The Republican party has long-been considered the Anti-Science party for its outright denial of climate change and evolution. It’s even been suggested that people who identify as liberals are more intelligent. But that doesn’t preclude liberals from having their own major set of biases when it comes to science.
A new study by professors at the Ohio State University has found that liberals harbor anti-science beliefs when it comes to nuclear power and fracking.

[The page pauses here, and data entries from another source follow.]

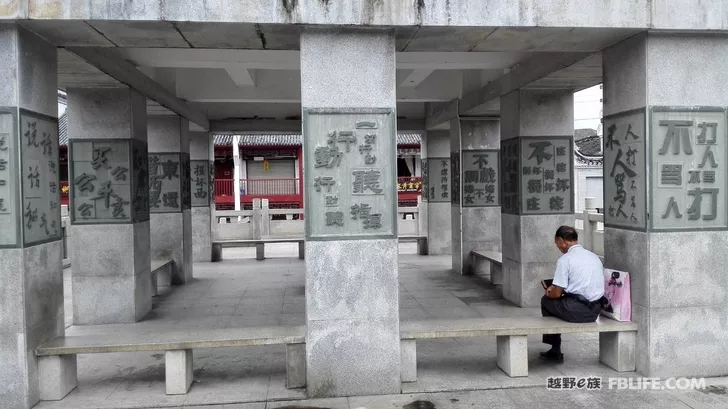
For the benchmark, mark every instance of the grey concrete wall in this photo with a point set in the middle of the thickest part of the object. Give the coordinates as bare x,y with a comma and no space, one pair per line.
352,303
31,278
111,277
436,144
171,233
474,228
529,253
681,331
660,14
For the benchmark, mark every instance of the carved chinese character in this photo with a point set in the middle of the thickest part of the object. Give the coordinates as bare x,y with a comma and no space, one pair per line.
533,203
320,181
99,158
539,151
556,203
334,218
34,178
366,179
119,173
672,207
31,216
534,186
85,210
169,199
563,184
694,210
676,130
671,174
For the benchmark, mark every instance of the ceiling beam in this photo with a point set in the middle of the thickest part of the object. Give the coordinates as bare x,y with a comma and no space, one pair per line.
105,60
519,77
287,126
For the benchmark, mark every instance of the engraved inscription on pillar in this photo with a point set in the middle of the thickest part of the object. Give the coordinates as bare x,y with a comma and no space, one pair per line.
480,178
40,180
425,179
455,177
625,167
200,173
510,201
547,165
166,176
101,181
9,233
688,150
350,174
438,180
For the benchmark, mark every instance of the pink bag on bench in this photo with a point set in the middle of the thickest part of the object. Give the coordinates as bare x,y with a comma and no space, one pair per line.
617,291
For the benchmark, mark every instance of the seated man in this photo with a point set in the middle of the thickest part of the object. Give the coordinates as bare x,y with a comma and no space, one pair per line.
577,289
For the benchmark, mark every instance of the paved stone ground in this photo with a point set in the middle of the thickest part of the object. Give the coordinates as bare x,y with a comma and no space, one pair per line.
452,373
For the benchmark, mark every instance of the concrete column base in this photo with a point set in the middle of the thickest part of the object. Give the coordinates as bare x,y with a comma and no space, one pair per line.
513,354
408,352
295,366
178,371
617,350
57,376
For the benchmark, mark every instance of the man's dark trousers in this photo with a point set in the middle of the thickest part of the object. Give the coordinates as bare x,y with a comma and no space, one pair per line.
568,309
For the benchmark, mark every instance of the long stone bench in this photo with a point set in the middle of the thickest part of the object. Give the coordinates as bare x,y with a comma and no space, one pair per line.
161,269
57,358
616,339
259,244
488,262
421,243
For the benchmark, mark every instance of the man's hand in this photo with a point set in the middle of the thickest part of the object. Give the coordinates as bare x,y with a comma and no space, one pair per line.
554,292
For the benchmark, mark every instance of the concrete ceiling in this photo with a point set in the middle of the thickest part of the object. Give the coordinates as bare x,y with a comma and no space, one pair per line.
236,70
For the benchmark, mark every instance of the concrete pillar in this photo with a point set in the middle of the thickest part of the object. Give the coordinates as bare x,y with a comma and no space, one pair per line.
170,195
475,211
436,178
666,143
109,200
348,91
537,196
31,274
202,172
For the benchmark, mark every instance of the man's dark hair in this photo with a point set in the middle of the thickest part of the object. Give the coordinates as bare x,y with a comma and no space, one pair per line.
567,233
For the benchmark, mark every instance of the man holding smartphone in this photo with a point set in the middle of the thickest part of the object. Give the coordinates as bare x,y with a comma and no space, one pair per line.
576,292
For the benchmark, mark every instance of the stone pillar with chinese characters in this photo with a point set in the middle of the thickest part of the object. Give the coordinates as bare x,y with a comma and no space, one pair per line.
475,210
202,174
537,167
31,272
170,195
111,278
436,191
666,196
348,94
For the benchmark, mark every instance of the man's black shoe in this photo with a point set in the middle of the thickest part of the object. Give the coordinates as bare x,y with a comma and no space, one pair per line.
552,356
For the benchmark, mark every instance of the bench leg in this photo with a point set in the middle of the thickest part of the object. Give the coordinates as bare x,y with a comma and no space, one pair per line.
422,249
216,252
408,355
57,376
301,250
496,274
295,366
513,354
178,371
260,251
617,350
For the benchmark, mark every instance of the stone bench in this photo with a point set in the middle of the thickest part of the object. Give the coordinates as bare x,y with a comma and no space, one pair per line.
616,339
57,358
421,243
161,269
259,244
488,262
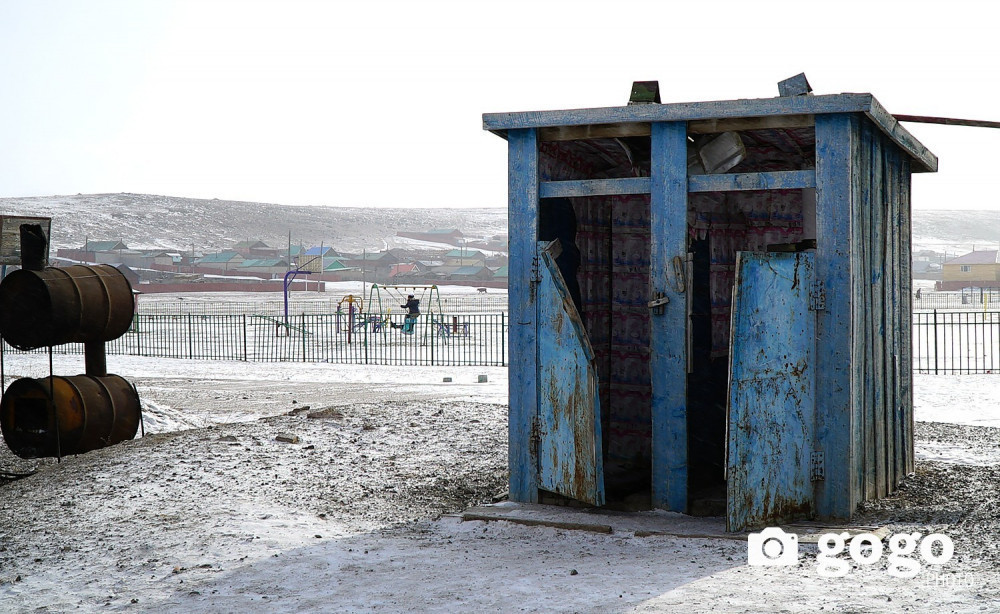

The study asked 1,518 people across the country to review a “new educational website about science,” but researchers were interested in their reception of “well-accepted scientific facts.” OSU communications professor and study co-author R. Kelly Garrett said, “Our point is there is evidence of bias on both sides, although the bias may appear on different issues.”
Still, this does not mean that both sides are biased in equal measures. “Liberals may be biased about some issues, but that doesn’t mean they are wrong about humans causing climate change,” said co-author Erik Nisbet. “You can’t say our study supports the climate denialism movement.”From OSU:
Both liberals and conservatives felt more negative emotions when they read the scientific pages that challenged their views compared to those who read about the scientifically neutral topics (geology and astronomy).
However, the negative reaction of conservatives when they read about climate change and evolution was four times greater than that of liberals who read about nuclear power and fracking.
Both liberals and conservatives showed evidence of motivated resistance against the facts related to the science topics that challenged their political beliefs.
But again, conservatives reacted more strongly than liberals.
Perhaps the most important finding from the research was that talkiing about science in political terms has polarized the subject, hardening both parties to science. “Even liberals showed lower trust in science when they read about climate change and evolution, issues about which they generally agree with the scientific community,” said Garrett. “Just reading about these polarizing topics is having a negative effect on how people feel about science.”
It may not be surprising, but “Demonizing whole groups of people, saying that they are inherently incapable of understanding science, is not only false, it is not an effective communication strategy,” Garrett cautioned, with the media in mind. “Everyone can be biased. Calling people names is not a solution.”